2. Vector distributive law: For all ${\displaystyle \lambda \in K}$ and all ${\displaystyle v,w\in V}$ we have that: ${\displaystyle \lambda \boxdot (v\boxplus w)=(\lambda \boxdot v)\boxplus (\lambda \boxdot w)}$
3. Associative law for scalars: For all ${\displaystyle \lambda ,\rho \in K}$ and all ${\displaystyle v\in V}$ it holds that: ${\displaystyle (\lambda \cdot \rho )\boxdot v=\lambda \boxdot (\rho \boxdot v)}$.
4. Neutral element of scalar multiplication: For all ${\displaystyle v\in V}$ and for ${\displaystyle 1\in K}$ (the neutral element of multiplication in ${\displaystyle K}$) we have that: ${\displaystyle 1\boxdot v=v}$. The 1 is called neutral element of scalar multiplication.
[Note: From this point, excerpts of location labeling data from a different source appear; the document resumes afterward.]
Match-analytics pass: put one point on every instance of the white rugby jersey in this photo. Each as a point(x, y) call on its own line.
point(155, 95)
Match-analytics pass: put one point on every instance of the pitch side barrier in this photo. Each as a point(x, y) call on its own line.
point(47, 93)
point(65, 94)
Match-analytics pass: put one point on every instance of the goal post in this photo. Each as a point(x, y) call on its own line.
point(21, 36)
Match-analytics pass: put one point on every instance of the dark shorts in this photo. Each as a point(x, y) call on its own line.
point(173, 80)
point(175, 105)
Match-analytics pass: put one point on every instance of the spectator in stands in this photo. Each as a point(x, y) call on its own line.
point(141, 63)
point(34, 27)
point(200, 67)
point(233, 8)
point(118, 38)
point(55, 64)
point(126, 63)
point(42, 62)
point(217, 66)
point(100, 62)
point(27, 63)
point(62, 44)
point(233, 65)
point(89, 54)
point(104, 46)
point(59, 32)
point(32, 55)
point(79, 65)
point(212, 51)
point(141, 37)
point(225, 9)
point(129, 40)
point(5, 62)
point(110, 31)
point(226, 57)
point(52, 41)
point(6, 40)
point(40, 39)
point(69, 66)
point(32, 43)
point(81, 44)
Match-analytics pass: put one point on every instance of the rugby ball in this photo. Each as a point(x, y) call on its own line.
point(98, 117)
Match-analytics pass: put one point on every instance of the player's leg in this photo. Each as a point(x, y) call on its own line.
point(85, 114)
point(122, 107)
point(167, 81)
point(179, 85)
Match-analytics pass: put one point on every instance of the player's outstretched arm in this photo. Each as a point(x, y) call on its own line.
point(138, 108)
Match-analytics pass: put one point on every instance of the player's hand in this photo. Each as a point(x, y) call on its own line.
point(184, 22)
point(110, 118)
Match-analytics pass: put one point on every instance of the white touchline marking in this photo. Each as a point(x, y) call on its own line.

Instead of "${\displaystyle V}$" one often writes "${\displaystyle (V,\boxplus ,\boxdot )}$". The last notation makes clear that the set ${\displaystyle V}$ includes the operations ${\displaystyle \boxplus }$ and ${\displaystyle \boxdot }$.

Hint

We use the symbols "${\displaystyle \boxplus }$" and "${\displaystyle \boxdot }$" to distinguish them from addition "${\displaystyle +}$" and multiplication "${\displaystyle \cdot }$". In the literature this distinction is often not made and from the context it becomes clear whether for example "${\displaystyle +}$" means an addition of numbers or of vectors.